This federal lawsuit is based on due process and equal protection grounds.  It seeks to give wrongfully-disciplined attorneys the same rights as wrongfully-convicted defendants or wrongfully-evicted tenants.  It was initiated to allow attorneys to live on their feet rather than on their knees.

When you review the court papers in Maddox v. Prudenti, et. al., you will find a notice of appearance from Spitzer opposing the federal lawsuit.  Paterson should get his facts together and demand that Spitzer honor his campaign promise or demand that Rev. Sharpton testify against Spitzer. 

This lawsuit has been very expensive and it has to be borne by a person who has been denied the right to earn a living. No elected official has supported my petition and no elected official has sought to raise funds to fight this case except New York City Councilman Charles Barron.
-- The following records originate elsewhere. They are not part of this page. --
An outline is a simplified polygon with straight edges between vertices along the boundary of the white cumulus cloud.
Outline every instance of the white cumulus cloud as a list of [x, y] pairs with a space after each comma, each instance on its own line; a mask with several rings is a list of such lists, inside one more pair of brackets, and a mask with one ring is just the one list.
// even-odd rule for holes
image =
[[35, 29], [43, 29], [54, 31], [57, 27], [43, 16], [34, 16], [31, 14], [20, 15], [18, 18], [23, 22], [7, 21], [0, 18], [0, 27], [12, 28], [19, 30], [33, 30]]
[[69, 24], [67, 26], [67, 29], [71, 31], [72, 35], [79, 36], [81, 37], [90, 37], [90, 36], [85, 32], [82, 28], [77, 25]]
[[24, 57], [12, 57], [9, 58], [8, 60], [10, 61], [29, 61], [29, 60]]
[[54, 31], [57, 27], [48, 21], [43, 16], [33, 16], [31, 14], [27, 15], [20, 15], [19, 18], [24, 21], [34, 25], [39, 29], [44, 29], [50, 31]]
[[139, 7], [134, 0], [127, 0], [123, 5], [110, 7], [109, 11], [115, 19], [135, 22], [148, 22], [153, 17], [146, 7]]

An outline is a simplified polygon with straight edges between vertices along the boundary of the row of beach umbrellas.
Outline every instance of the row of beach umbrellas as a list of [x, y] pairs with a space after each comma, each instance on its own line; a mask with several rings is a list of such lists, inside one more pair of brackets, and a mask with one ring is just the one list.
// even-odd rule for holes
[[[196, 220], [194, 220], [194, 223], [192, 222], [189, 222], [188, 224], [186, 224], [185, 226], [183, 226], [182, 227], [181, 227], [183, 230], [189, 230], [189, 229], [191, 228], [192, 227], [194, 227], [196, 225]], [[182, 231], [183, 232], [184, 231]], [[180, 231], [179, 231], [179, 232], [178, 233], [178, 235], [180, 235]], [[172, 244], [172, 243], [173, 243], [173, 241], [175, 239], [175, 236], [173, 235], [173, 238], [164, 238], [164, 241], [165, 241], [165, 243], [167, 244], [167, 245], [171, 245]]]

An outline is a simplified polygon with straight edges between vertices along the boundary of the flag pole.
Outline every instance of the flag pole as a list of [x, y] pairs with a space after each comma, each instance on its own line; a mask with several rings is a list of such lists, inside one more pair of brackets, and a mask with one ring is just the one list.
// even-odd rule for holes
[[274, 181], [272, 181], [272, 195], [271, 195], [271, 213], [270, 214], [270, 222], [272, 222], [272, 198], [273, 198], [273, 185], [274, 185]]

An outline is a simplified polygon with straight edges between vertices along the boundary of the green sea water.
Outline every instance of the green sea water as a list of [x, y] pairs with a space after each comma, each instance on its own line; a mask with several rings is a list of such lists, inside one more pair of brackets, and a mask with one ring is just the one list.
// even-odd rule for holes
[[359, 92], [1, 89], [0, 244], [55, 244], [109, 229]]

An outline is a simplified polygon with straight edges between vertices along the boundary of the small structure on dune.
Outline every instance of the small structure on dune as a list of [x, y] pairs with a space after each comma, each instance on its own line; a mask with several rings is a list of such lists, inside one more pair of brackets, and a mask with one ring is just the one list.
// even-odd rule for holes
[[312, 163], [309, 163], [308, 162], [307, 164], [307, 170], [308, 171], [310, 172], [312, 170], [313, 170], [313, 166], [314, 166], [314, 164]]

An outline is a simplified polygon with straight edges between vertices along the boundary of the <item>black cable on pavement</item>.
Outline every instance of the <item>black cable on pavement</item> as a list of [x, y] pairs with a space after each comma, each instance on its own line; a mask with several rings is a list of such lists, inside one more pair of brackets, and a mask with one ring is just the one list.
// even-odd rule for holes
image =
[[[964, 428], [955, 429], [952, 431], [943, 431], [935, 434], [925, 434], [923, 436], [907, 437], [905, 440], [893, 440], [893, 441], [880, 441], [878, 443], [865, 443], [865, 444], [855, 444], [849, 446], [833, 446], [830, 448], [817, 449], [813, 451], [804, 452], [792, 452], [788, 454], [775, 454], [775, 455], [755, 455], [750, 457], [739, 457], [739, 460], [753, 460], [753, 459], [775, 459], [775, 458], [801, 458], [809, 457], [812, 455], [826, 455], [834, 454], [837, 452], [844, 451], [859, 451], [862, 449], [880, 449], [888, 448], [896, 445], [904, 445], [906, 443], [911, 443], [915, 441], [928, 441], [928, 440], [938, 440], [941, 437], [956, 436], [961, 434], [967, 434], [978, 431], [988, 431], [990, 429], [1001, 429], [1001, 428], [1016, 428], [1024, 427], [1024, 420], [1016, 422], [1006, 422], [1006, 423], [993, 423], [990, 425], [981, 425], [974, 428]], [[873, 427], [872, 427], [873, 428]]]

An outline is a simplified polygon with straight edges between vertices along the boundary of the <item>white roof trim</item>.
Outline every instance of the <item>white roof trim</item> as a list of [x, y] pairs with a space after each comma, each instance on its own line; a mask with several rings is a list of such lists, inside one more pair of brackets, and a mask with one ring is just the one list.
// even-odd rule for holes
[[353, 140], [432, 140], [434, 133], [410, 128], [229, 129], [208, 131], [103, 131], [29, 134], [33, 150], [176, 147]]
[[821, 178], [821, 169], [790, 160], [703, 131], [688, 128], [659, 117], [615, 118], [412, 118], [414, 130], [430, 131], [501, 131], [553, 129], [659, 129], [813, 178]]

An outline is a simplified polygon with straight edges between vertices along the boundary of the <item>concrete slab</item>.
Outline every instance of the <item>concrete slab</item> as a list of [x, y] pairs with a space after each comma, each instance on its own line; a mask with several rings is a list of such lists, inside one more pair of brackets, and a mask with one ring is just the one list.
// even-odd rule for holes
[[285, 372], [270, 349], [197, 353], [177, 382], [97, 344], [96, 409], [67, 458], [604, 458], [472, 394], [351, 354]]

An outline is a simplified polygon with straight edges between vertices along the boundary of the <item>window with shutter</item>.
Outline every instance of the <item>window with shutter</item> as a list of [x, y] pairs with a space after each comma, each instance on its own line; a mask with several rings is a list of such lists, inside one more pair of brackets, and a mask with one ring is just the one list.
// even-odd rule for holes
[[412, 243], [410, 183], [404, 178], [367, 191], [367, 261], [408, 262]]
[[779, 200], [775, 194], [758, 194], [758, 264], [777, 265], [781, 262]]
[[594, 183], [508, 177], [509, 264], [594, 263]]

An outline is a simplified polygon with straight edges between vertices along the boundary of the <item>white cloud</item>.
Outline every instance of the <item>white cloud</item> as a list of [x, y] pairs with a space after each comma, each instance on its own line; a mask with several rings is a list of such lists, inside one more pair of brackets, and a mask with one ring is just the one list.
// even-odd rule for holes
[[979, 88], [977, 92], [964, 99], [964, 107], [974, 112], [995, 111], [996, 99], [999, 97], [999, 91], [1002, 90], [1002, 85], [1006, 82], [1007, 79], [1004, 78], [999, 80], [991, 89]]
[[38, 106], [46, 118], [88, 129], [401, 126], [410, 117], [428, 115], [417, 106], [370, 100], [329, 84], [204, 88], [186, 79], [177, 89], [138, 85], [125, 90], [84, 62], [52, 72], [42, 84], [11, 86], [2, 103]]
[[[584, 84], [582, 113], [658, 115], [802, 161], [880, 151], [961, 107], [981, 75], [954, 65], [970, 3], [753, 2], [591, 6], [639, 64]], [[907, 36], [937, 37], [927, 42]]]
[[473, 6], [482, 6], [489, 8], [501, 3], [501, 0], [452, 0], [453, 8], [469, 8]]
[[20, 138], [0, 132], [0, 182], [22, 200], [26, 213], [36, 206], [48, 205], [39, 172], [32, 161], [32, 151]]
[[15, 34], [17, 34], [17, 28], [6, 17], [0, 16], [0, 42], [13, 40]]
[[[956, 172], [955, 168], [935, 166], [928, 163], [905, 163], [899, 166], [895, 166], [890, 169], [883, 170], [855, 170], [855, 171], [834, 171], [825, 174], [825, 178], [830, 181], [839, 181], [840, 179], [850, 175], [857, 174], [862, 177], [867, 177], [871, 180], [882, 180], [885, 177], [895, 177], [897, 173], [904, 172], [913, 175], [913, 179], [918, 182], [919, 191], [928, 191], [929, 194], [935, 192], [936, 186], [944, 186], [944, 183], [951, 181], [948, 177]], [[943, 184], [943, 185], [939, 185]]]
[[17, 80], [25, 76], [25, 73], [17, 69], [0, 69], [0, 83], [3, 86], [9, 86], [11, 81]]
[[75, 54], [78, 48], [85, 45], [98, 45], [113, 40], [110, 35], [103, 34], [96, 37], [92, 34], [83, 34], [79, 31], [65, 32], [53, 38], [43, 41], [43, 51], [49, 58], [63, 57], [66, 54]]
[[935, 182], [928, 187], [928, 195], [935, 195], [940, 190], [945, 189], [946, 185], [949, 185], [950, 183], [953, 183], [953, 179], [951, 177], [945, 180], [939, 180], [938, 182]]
Ultimately, this case is about Black parents and the safety of their children U.S.D.C. Judge Nina Gershon has recused herself in Maddox v. Prudenti et. al. She is no longer associated with this federal litigation.  No one asked Judge Gershon to recuse herself. To be sure, the case is a hot potato. 

It is rare that judges are sued by an attorney and it is even rarer that the case is successful. This litigation is well-founded and it would compel Abrams, Spitzer and former Gov. Mario Cuomo to be deposed by me. This would produce a scandal that would ultimately link Congress to the judicial mistreatment of Tawana Brawley.

I am at least thankful that Judge Gershon refused to pull the trigger. Several HNICs would have pulled it. Instead, Congress decided to elevate Abrams’ law partner, Brian M. Cogan, to the federal judiciary on May 4, 2006 and assigned the Brawley case to him. 

A legal lynching has obviously become a work in progress. Andrew Cuomo is running for state attorney general this year to succeed Spitzer as the custodian of the Brawley files. This is why Mark Green had no chance of becoming state attorney general.

I am facing multiple attacks for maintaining my promise to defend Tawana Brawley to the finish. Others made this promise on December 12, 1987 in Newburgh, NY.  In the Black community, you can cut and run and still be revered as a hero.  If I had chosen this option, I would be a hero.  The Black media would be protecting my flanks and I would be welcomed in all venues.  Blacks protect lapdogs while exterminating watchdogs.  This is abnormal.